Roma e le origini della capitale del mondo

La nascita di Roma è sempre risultato un argomento assai controverso, questo perchè sono molte le versioni a riguardo, versioni che sono state tramandate dagli autori antichi e versioni che sono state composte da autori e studiosi più vicini ai nostri giorni… Ed è proprio per tutte queste varianti che il “mistero” delle origini di Roma non smette mai di incuriosire gli appassionati.

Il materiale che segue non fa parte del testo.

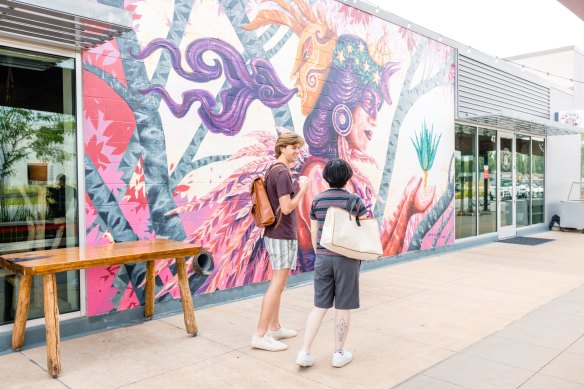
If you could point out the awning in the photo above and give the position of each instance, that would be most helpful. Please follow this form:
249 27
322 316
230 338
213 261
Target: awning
515 121
77 24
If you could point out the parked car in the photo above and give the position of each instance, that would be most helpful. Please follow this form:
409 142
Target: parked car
504 191
522 191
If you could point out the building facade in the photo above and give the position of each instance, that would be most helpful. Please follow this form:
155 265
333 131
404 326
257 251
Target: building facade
159 131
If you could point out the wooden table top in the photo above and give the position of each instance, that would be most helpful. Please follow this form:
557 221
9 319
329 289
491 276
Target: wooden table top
75 258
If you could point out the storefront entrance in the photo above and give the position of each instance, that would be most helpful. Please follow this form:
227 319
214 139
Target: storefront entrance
38 169
499 183
506 183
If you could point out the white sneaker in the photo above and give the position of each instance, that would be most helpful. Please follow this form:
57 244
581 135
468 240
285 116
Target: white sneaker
267 343
282 333
341 359
304 359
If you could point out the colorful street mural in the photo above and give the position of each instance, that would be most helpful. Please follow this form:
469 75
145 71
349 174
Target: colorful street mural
182 113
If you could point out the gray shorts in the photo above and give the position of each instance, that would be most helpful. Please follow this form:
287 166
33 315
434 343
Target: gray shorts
283 253
336 278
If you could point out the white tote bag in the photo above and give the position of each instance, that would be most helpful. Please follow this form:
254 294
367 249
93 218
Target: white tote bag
346 234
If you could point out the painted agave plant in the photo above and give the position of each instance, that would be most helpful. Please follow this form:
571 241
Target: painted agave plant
426 145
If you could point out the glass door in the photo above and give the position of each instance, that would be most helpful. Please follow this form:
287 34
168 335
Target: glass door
506 185
38 170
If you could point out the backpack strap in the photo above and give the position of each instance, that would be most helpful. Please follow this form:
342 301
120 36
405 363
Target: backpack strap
351 204
266 181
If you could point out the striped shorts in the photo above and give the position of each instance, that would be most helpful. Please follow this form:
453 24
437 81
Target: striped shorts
283 253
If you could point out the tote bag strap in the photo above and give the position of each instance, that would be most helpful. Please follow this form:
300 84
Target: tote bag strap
266 181
351 204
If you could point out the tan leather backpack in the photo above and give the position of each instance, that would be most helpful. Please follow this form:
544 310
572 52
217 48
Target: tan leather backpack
261 209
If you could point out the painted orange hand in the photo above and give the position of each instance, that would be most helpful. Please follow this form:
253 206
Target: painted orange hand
414 200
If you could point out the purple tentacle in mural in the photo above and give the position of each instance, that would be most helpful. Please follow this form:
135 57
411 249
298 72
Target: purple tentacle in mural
261 84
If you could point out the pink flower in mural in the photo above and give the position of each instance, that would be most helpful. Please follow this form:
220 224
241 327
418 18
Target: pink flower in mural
410 37
354 15
95 151
107 58
136 192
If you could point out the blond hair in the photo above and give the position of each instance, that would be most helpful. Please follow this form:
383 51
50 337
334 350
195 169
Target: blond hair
287 139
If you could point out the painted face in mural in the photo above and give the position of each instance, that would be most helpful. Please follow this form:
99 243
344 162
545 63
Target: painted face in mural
291 153
364 120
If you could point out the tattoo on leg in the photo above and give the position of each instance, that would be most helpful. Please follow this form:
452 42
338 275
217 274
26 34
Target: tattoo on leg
341 330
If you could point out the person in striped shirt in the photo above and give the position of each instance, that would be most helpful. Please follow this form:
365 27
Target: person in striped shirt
336 277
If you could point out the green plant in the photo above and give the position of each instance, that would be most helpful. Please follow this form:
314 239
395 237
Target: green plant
24 133
426 145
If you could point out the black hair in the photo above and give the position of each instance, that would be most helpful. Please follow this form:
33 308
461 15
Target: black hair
337 172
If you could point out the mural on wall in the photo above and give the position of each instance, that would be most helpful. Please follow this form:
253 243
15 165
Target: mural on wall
182 114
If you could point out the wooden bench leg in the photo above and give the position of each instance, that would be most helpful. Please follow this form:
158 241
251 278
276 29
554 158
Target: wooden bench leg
21 312
52 325
149 293
185 295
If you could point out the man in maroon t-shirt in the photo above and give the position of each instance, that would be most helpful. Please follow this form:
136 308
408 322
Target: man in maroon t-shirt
281 240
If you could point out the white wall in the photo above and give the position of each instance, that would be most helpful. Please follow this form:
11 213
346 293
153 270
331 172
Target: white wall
562 168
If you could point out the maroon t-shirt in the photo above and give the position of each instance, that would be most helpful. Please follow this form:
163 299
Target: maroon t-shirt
278 184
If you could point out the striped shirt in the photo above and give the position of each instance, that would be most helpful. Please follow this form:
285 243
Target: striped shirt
322 202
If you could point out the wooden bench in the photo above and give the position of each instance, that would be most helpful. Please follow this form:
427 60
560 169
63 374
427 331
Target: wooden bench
49 262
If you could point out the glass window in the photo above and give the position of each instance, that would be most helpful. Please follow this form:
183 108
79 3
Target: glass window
537 180
465 181
522 180
487 163
38 169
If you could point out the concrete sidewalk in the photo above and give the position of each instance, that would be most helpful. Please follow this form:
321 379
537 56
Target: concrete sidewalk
494 316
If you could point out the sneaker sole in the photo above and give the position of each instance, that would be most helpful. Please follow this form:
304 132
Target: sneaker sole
269 349
280 337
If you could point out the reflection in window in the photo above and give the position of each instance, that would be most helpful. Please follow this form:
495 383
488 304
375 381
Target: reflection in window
537 180
522 180
38 169
465 182
487 164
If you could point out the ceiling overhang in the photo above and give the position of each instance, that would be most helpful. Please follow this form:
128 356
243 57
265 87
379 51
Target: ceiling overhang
514 121
576 6
76 24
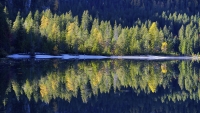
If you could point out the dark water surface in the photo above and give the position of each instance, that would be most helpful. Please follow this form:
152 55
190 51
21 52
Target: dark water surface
99 86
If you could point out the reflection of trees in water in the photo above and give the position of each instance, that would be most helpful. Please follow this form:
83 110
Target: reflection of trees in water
89 79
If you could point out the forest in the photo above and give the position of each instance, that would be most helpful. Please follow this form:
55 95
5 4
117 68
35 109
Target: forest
125 27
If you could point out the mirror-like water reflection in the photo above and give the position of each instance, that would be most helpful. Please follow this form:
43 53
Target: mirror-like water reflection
99 86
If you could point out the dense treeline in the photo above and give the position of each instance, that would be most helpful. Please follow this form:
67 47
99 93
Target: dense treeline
164 82
137 27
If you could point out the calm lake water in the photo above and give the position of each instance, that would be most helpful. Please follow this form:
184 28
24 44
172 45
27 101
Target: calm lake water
99 86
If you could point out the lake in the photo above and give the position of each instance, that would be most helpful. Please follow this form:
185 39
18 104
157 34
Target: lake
99 86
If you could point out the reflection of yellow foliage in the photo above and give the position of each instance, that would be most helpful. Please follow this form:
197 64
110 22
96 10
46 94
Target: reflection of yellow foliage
69 83
53 85
152 82
97 79
70 29
44 22
163 68
43 90
164 46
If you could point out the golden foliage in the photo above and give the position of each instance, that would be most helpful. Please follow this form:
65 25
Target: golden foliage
164 47
43 90
69 84
96 79
70 29
163 68
152 83
44 22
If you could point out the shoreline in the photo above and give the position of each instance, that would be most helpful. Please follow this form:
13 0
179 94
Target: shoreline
134 57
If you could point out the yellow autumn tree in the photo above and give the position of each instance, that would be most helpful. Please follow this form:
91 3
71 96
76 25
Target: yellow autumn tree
152 82
154 33
164 68
164 47
43 90
43 25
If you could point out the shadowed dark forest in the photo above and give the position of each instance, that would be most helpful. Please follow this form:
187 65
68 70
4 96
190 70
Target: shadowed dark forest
102 27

Tale mistero è più dovuto alle numerose leggende che circolano, mentre a livello storico, ancora oggi si sa ben poco. Anche la data della fondazione e l’origine del nome sono ancora da definire. Per quanto riguarda la prima, possiamo affermare, secondo varie fonti, che Roma nacque il 21 aprile, ma se conosciamo il giorno, l’anno è ancora sconosciuto. Il pensiero popolare vuole che Roma abbia visto la luce nel 753 a.C., ma se così fosse, l’età monarchica sarebbe durata per oltre duecento anni, resoconto abbastanza improbabile se si pensa che i Re furono solo sette. Per l’origine del nome, invece, seppur molti pensano che sia stato Romolo, il primo Re, a dare il nome alla città, non è così. Molti autori romani, per intendere la gente romana, scrivevano “romula gens” anzichè “romana gens“; con ciò è facile dedurre che fu Roma a dare a Romolo il suo nome. Secondo altri studiosi, si ipotizza che “Roma” derivi dalla parola etrusca “rumom” che vuol dire “guado“, data la vicinanza al Tevere. Altri ancora ipotizzano che derivi dal greco “rhome” che va ad identificare una persona forte e coraggiosa, seppur la scelta più accreditata sia quella che si lega al termine latino “rumis” ovvero “mammella“.


Ciò che sappiamo per certo, invece, è che Roma nacque successivamente all’unificazione dei numerosi villaggi che erano sorti presso i sette colli (Palatino, Campidoglio, Quirinale, Viminale, Esquilino, Aventino e Celio): fu dal Palatino che cominciò il corso che avrebbe poi portato alla nascita di Roma. Seppur il processo di unione fu graduale e particolarmente lento, la successiva espansione di Roma fu rapida e vittoriosa. In pochi secoli, ciò che prima era un villaggio nell’Italia centrale, divenne “Caput mundi“. La fortuna di Roma non fu solo la sua posizione, posta tra gli Etruschi e la Campania; furono le numerose saline a contribuire alla sua crescita. Il sale estratto, infatti, fu un’importante merce di scambio e il Tevere si rivelò una grande via di trasporto.


Come già detto in precedenza, le leggende che circondano il mito di Roma sono numerose. La più famosa è sicuramente quella di Enea, eroe troiano che fugge da Troia e che, guidato dalla grazia divina, arrivò ad approdare nei pressi del Tevere. Tale leggenda finisce con l’intrecciarsi alle vicende del buon Re Numitore, governatore di Alba Longa, e dell’ostile fratello Amulio. La figlia di Numitore, Rea Silvia, incinta del dio Marte, genererà due importanti personaggi che ancora oggi traballano tra leggenda e storia: Romolo e Remo. Si narra infatti che i due bambini, strappati dalla madre perchè Amulio temeva di perdere il potere, furono allattati da una lupa per poi essere trovati da un bravo contadino, che, assieme alla moglie, scelse di crescerli ed educarli. Quando ci fu il momento di prendere il potere, questo fu accessibile solo grazie al fratricidio: sempre per la presunta grazia divina, infatti, Romolo venne scelto come Re, ma l’opposizione di Remo porto all’uccisione di quest’ultimo. Come in tutte le leggende (o quasi tutte), anche qui ci sono fondi di verità, come la città di Alba Longa che, al suo tempo, rappresentava la città per eccellenza del Lazio, città con una popolazione latina. Anche dello stesso Romolo abbiamo delle testimonianze (seppur non totalmente certe) che sia vissuto veramente. Non mancano nemmeno gli spunti per diverse interpretazioni, infatti “lupa” dal latino ha il significato di “prostituta”.

Detto ciò, non si può far altro che confermare ciò che si è detto in precedenza, affermando che è impossibile delineare con dati certi i primi anni della storia di Roma, proprio perchè questi “dati certi” non esistono. Purtroppo non abbiamo testimonianze scritte di uomini che sono vissuti tra il VI e l’VIII secolo a.C., anzi, le prime opere che parlano di ciò e che sono per noi reperibili, sono opere di uomini che vissero nella tarda repubblica e nell’età augustea. Ed è proprio per la mancanza di prove attendibili che le varie leggende hanno avuto la loro grande fortuna.